Instead, the district hired an outside educator to join its staff and handle sex education at all schools that request it—and 90 percent do, Harrington said. The new presenter had previously worked as an abstinence educator for the Christian-based “Just Wait” program, and many portions of his presentation remained unchanged.

In the following years, some parents and students complained that the presentation placed the responsibility for abstinence on women, downplayed the effectiveness of birth control and condom use, and used degrading language about women paired with sexist jokes.

Two years ago, several female graduates of a district high school started a critical group called “Just Educate,” which conducted an online student survey and made a film of students expressing their criticisms of Knox County’s approach to sex education. In Just Educate’s (admittedly unscientific) voluntary survey of 210 students, 64 percent described the sex education unit as “completely negative” and 36 percent reported feeling targeted or blamed by the educator.

Harrington has stated in emails that the presentation is regularly reviewed by a school district supervisor and has never been found to contain any inappropriate content.

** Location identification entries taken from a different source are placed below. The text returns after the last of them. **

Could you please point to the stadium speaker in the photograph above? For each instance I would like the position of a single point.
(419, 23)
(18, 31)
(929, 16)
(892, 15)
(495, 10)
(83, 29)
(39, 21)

Just Educate leaders met with school district officials about their concerns, but little changed. Several parents saw the Just Wait campaign and chimed in last year, meeting with district officials about their concerns and asking that students be given a formal survey after the presentation to gauge its effectiveness. Knox County Schools piloted this with teachers and a small group of middle school students in spring. Results show the feedback was mostly positive.

But parents such as Beth Cooper have continued to push for changes. She said the district agreed to add a few slides related to the impacts of pregnancy and STDs on teen boys, although only one was actually included. She said she still finds the presenter’s delivery “super-problematic” in its subtle sexism and its emphasis on the failure rates and side effects of birth control.

“We want an evidence-based curriculum package by someone else,” she said. “I’m about ready to go back to the state about the abstinence curriculum.”

Cooper added that she thinks the district administrators would like to change their approach, but feel hemmed in. “They feel more restricted by state law than they actually are,” she said.

Abuse prevention advocates are preparing to launch a campaign before the end of the year, pushing for an amendment to the gateway law when the state legislature goes back to work in January. Rayson says her organization has been meeting with other nonprofits—such as the YWCA and the Tennessee Coalition to End Domestic and Sexual Violence—to draft suggested changes to the law’s language and explain why they’re needed.

“We’d really like to see adults feel comfortable and empowered to provide this kind of education to children and to teens,” said Rayson. She said nonprofits like hers have been told by school districts around Nashville that teaching sexual abuse prevention just “doesn’t feel safe given what we know about the gateway legislation.”